The chief executive of URL Pharma, Richard Roberts, said that it priced Colcrys in line with other approved, branded drugs used to treat gout pain. To help patients afford Colcrys, Dr. Roberts said, the company is offering to pay a portion of co-pays, and it is providing a three-months' supply to low-income patients for $15.
Eileen Wood, vice president of pharmacy and health-quality programs at CDPHP, an insurer in New York state, said insurers will have to absorb much of the added expense. URL's contribution was "not any new therapeutic tool, not new science; they just added cost," she said.
Nancy Sparks Morrison, a retired schoolteacher who suffers from familial Mediterranean fever, an inflammatory disorder that's treated with colchicine, said she is buying colchicine from Canada because she can't afford Colcrys. Ms. Morrison said she plans to get help from URL Pharma to pay for Colcrys because the company has just expanded its assistance program. "I'm retired on Social Security, and I have a small pension," said Ms. Morrison, 71 years old, who lives outside Charleston, W.Va.
The price increase is an unintended consequence of the FDA's nearly four-year-old initiative to regulate unapproved drugs. These medicines were sold before the FDA was established, and therefore weren't required to undergo approval. After decades of use, the medicines are considered safe by doctors, but haven't been proven to satisfy the agency's standards. Colchicine's use has been traced back to the sixth century, according to the FDA.
Seventy drugs that were grandfathered have been approved since the FDA began its initiative, most notably pain reliever Vicodin, from Amneal Pharmaceuticals LLC, the FDA said.
The FDA had hoped a significant price increase wouldn't follow Colcrys's approval and regrets the increase, said Janet Woodcock, director of the agency's Center for Drug Evaluation and Research. Dr. Woodcock encouraged more competition, saying another company could seek approval for colchicine's regular use in gout, rather than the acute use that URL Pharma received approval for.
There had been no standard for dosage before FDA approval. Colchicine's excessive use can cause side-effects, such as severe diarrhea that is potentially fatal.
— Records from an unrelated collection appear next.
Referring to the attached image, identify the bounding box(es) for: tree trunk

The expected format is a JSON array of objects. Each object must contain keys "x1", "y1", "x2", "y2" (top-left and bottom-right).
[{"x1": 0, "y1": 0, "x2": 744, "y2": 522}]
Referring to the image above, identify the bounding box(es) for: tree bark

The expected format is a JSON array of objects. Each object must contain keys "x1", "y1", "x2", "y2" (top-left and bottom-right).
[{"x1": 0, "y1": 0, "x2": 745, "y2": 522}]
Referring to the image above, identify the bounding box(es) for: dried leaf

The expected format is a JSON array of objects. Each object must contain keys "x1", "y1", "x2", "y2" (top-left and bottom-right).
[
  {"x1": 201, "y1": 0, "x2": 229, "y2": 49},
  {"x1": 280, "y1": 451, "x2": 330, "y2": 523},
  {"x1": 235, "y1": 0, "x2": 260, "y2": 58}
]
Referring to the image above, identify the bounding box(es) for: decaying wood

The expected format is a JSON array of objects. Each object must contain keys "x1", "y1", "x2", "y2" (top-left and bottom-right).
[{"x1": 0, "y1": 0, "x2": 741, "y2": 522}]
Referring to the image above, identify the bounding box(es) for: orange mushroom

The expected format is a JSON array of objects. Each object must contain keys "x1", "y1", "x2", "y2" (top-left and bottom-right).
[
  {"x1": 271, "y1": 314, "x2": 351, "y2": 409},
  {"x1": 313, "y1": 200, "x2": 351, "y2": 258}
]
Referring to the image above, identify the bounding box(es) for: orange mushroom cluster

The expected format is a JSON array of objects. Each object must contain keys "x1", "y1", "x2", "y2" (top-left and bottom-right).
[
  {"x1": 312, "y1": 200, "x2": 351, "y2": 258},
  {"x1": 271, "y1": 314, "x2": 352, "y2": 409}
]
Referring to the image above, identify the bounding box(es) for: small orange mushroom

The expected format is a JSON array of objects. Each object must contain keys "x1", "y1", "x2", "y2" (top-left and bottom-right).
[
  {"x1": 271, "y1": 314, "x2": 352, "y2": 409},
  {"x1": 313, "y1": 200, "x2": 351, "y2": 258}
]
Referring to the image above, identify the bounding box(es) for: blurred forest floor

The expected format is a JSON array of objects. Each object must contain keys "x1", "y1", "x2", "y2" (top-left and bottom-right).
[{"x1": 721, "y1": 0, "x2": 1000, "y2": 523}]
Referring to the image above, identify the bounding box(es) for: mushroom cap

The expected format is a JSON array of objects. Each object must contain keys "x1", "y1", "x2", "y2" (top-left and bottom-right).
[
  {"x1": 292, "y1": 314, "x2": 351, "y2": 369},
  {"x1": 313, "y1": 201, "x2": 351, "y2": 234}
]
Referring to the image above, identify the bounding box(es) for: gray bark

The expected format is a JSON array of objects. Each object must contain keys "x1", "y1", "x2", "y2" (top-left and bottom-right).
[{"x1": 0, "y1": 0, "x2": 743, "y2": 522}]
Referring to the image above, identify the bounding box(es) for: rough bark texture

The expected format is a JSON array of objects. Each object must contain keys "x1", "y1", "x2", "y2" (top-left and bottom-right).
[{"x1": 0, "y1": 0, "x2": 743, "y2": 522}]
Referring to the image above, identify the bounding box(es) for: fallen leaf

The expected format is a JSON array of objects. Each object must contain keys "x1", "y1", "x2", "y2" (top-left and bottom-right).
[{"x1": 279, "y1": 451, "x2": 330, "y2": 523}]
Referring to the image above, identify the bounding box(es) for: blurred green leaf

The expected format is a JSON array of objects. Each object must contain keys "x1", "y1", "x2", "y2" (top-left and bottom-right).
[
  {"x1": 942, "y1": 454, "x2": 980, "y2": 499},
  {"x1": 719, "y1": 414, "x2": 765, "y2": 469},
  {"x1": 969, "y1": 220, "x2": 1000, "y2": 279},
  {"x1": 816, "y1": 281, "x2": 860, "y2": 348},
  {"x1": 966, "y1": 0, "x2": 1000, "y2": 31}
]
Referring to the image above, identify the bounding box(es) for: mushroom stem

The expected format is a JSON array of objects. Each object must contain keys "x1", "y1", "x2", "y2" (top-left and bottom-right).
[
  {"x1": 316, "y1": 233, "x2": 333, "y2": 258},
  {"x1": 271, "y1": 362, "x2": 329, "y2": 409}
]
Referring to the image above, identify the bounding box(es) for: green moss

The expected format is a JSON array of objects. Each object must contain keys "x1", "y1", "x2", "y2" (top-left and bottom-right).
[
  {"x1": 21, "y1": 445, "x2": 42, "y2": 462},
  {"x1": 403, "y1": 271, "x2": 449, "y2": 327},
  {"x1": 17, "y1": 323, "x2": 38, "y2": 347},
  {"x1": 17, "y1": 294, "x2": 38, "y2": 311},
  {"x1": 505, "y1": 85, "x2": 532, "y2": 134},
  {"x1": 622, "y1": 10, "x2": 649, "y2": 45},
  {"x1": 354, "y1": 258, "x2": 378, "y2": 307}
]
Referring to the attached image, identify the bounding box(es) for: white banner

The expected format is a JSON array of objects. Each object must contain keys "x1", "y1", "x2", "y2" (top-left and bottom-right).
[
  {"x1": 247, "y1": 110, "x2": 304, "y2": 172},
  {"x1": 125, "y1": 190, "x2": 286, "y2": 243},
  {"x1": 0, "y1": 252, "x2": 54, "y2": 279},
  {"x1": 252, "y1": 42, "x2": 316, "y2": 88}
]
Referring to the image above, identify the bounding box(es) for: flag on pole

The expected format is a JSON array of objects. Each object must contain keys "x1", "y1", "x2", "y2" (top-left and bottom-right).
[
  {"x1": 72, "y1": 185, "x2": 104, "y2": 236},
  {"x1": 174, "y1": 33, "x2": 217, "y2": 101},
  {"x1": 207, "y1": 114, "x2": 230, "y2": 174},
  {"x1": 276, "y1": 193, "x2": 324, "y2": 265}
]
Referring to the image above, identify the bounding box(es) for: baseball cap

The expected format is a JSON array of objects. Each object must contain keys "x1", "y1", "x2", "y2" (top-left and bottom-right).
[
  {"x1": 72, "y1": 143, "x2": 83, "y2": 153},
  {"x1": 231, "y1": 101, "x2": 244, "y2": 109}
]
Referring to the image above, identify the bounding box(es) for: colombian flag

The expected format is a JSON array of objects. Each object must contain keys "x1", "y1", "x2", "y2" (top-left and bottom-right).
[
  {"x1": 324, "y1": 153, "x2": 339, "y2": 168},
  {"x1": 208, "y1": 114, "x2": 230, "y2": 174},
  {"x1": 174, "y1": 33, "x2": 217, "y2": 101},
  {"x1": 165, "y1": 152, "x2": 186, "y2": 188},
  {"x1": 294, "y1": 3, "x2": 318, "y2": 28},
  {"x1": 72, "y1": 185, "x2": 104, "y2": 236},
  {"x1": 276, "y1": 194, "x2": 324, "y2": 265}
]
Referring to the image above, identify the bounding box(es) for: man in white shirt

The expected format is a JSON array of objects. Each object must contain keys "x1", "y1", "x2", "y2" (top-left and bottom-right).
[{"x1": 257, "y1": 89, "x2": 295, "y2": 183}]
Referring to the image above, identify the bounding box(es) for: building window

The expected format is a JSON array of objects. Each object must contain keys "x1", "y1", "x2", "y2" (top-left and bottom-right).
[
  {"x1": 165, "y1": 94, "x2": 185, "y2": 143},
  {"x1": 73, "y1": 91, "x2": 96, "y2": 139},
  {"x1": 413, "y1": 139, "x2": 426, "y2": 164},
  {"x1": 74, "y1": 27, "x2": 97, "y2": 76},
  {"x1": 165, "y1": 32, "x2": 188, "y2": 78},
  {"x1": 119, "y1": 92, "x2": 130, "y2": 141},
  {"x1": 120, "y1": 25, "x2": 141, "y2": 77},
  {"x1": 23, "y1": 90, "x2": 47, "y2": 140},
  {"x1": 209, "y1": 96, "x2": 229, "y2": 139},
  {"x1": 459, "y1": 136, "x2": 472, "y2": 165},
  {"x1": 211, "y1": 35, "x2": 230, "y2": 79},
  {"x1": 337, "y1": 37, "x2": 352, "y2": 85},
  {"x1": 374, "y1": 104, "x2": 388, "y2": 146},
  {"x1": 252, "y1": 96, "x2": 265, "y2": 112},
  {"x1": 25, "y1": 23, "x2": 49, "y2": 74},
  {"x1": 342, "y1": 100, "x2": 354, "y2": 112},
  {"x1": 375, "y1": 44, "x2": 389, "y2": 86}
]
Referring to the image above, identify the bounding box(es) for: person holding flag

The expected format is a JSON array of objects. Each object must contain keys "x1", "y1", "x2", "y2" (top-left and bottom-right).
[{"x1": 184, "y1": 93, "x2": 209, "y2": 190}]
The FDA said it receives reports of five deaths a year, on average, involving patients who took colchicine tablets.
"We took bad guidance, even guesswork, and made this evidence-based medicine," Dr. Roberts said.
Closely held URL Pharma, which is owned by a hedge fund, a private investor and employees, is a longtime seller of generic drugs, including colchicine. When the FDA launched its push, the company began searching for those with safety risks whose patients could benefit from clinical testing, Dr. Roberts said.
URL Pharma said its 17 clinical trials of colchicine involved a total of 988 patients. The trials showed that gout patients need take two tablets after an attack and one more an hour later, the FDA said. Trials also demonstrated side-effects from use with certain other medicines, including some antibiotics and antihypertensive medicines. Those are now flagged on the label of Colcrys.
After obtaining FDA approval of Colcrys, URL Pharma went to federal court to sue manufacturers of colchicine, including Excellium Pharmaceutical Inc., Vision Pharma LLC,
Watson Pharmaceuticals Inc. and West-Ward Pharmaceutical Corp., saying they have been illegally marketing their colchicine products since Colcrys's approval. A fifth company, Qualitest Pharmaceuticals, settled and stopped production. The four companies are fighting the lawsuits.
"You have this product out for at least a hundred years and all of a sudden it's no good?" said Lou Dretchen, who oversees sales and marketing at Excellium of Fairfield, N.J. Mr. Dretchen said the small, closely held generic drug maker stopped colchicine production after URL Pharma sued. The other companies declined to comment.